TCE analisa contrato de R$ 26,1 milhões na Sepror

Representação do Ministério Público de Contas aponta que entre Sepror e Aadesam é ato que resulta em grave e iminente risco de danos ao erário e “possível improbidade administrativa”

Manaus – O Tribunal de Contas do Estado (TCE) admitiu uma representação do Ministério Público de Contas (MPC) contra o secretário de Estado de Produção Rural, Petrucio Pereira de Magalhães Júnior, e o presidente da Agência Amazonense de Desenvolvimento Econômico Social e Ambiental (Aadesam) pela admissão de pessoal terceirizado, aquisição de bens e contratação de serviços sem licitação e contrato administrativo a pretexto de fomento ao setor primário no valor de R$ 26,1 milhões.

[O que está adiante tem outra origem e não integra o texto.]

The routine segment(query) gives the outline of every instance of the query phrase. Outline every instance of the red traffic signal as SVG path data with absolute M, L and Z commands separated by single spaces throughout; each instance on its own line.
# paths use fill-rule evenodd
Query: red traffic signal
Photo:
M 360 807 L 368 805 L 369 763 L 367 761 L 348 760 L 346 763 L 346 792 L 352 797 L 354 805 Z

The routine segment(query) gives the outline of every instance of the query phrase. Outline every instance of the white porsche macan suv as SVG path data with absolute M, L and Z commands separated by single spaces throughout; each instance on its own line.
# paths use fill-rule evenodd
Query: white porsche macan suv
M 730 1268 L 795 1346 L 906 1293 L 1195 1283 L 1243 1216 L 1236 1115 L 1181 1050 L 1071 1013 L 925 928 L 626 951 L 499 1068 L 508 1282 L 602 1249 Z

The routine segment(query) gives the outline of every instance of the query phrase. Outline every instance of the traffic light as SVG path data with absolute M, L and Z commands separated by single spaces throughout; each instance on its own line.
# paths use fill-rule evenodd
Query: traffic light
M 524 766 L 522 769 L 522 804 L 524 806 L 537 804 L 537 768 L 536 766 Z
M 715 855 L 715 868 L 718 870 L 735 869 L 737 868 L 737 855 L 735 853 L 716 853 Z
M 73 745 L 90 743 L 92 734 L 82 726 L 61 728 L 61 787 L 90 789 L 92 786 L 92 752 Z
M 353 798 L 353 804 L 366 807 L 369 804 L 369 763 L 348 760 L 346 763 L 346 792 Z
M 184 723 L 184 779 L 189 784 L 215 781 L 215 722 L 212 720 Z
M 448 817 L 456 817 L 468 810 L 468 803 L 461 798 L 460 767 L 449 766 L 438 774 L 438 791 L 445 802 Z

Na representação, o procurador de Contas Ruy Marcelo Alencar de Mendonça cita que o Contrato de Gestão n. 001/2020 entre a Secretaria de Estado de Produção Rural (Sepror) e a Agência Amazonense de Desenvolvimento Econômico Social e Ambiental (Aadesam) é ato que resulta grave e iminente risco de danos ao erário e “possível improbidade administrativa”.

A representação apresentada pelo MPC será analisada no âmbito do TCE (Foto: Divulgação/TCE-Flickr)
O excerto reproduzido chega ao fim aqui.